9. There is a growing concern about an imbalance between intellectual
property and the public interest. With regard to health technologies, for
example, patents and related monopoly rights in test data, without
sufficient use of balancing exceptions and limitations to protect the
public interest, permit companies to maintain high prices and exacerbate
crises of access around the world, where many patients cannot afford
medicines, and force governments with finite health budgets to ration care.
Increased copyright protections create similar problems of access to
knowledge goods, limiting the ability of many people around the world to
access print, audio, or visual works of education or entertainment that we
take for granted. These are only a few examples of the problem. There is a
need to pursue a development-oriented approach towards formulating IP laws
and policies rather than pursue an iconoclastic approach of IP for
development.

For the discussion on compulsory licensing scheduled for the 13-14 June
2017 meeting of the TRIPS Council, the proponents have proposed the
following points for consideration, including an exchange of state practice.

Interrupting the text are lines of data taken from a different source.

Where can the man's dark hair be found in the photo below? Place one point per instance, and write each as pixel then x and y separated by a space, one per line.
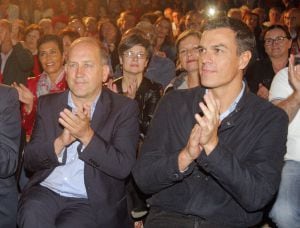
pixel 278 26
pixel 131 39
pixel 244 37
pixel 73 35
pixel 51 38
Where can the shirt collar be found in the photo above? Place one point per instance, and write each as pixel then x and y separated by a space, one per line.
pixel 73 106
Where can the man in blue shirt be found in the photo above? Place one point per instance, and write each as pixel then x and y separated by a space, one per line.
pixel 216 161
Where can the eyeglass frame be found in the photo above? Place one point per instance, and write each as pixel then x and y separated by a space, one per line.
pixel 184 52
pixel 133 55
pixel 278 39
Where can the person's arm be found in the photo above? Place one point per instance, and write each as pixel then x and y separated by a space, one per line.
pixel 291 104
pixel 157 166
pixel 40 152
pixel 248 167
pixel 115 153
pixel 151 99
pixel 10 132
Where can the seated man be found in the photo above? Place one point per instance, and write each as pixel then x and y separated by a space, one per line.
pixel 10 132
pixel 82 149
pixel 216 161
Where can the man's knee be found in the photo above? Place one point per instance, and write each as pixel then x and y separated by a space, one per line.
pixel 284 215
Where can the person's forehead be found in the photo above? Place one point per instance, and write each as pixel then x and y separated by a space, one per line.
pixel 189 40
pixel 219 33
pixel 86 48
pixel 274 32
pixel 49 45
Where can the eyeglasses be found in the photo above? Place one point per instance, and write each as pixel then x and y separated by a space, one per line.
pixel 74 66
pixel 278 40
pixel 52 53
pixel 193 51
pixel 133 55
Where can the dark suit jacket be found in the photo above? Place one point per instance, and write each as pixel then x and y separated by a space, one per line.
pixel 108 158
pixel 10 131
pixel 18 66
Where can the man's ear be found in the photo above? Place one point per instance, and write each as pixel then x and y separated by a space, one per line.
pixel 105 73
pixel 244 59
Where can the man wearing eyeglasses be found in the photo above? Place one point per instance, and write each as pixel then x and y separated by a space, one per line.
pixel 260 73
pixel 215 161
pixel 82 150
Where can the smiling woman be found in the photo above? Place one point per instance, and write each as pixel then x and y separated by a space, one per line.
pixel 277 44
pixel 52 79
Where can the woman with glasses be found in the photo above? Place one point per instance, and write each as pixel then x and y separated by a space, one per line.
pixel 165 40
pixel 187 45
pixel 135 50
pixel 277 44
pixel 134 53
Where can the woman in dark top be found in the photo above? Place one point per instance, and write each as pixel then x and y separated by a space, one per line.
pixel 134 53
pixel 259 75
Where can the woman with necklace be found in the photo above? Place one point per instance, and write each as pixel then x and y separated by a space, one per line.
pixel 277 44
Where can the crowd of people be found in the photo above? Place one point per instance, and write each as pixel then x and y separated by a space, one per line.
pixel 147 113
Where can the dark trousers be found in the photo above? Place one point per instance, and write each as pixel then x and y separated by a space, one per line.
pixel 164 219
pixel 40 207
pixel 8 209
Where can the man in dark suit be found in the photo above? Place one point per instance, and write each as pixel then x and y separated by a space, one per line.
pixel 10 130
pixel 82 149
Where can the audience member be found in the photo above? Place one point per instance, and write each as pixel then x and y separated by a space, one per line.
pixel 285 93
pixel 193 20
pixel 78 26
pixel 46 25
pixel 90 24
pixel 9 11
pixel 274 17
pixel 68 36
pixel 82 159
pixel 16 61
pixel 10 134
pixel 292 20
pixel 52 79
pixel 127 20
pixel 277 42
pixel 165 39
pixel 160 69
pixel 191 162
pixel 32 33
pixel 235 13
pixel 296 42
pixel 110 36
pixel 41 10
pixel 188 49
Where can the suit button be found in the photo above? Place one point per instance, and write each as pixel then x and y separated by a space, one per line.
pixel 175 175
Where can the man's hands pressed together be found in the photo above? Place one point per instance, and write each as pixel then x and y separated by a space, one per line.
pixel 204 135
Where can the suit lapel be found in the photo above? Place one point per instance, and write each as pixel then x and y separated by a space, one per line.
pixel 61 104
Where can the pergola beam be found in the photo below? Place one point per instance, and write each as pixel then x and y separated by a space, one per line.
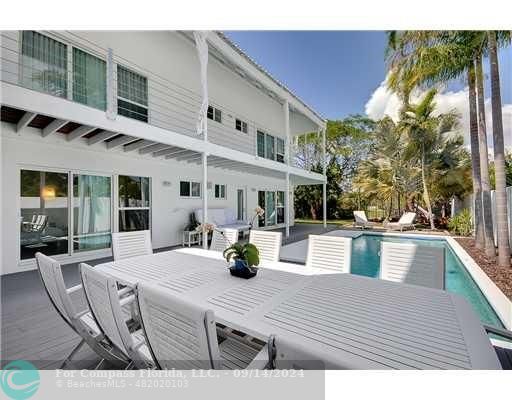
pixel 25 120
pixel 53 127
pixel 79 132
pixel 101 137
pixel 120 141
pixel 137 145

11. Compulsory licensing occurs when a government allows someone else to
produce the patented product or process without the consent of the patent
owner.9 Article 31 TRIPS lays down a set of conditions for issuing
compulsory licenses of patents. The Doha Declaration on the TRIPS Agreement
and Public Health states that, "Each Member has the right to grant
compulsory licenses and the freedom to determine the grounds upon which
such licenses are granted". In spite of the clarity of this language, WTO
Members around the world seeking to make use of compulsory licences as a
tool to increase access to affordable medicines have faced various
challenges/barriers.

12. Some possible grounds for compulsory licensing are suggested in Article
5A of the Paris Convention (e.g. abuse of patent rights, including failure
of the patent holder to work the invention) and in Article 31 of the TRIPS
Agreement (e.g. national emergency and public non-commercial use) .
However, this list is not exhaustive. The Doha Declaration on the TRIPS
Agreement and Public Health confirmed what was already implicit in the
TRIPS Agreement – that WTO Members have the freedom to determine the
grounds upon which compulsory licenses are granted. They are thus not
limited to emergencies or other urgent situations, as is sometimes
mistakenly believed. A range of grounds have been set out in national laws
like (i) non-working or insufficient working, (ii) anti-competitive
practices, (iii) public interest, (iv) dependant and blocking patents, (v)
Government use.

13. The sponsors of this communication invite Members to share their
national experiences and examples of using compulsory licenses. The
information exchange could serve to enhance understanding of Members on
various grounds available for issue of compulsory licenses and problems
faced by Members while using them.

Guiding questions:

• What grounds are available in their national laws to issue compulsory
licenses?
• What are the difficulties faced by WTO Members in using compulsory
licenses, including constraints, such as insufficient or no manufacturing
capacities?
• How the measure of compulsory licence was used by governments to obtain
price reduction from patent holders?
• What was the result of using compulsory licenses in terms of price and
access to affordable products and technologies?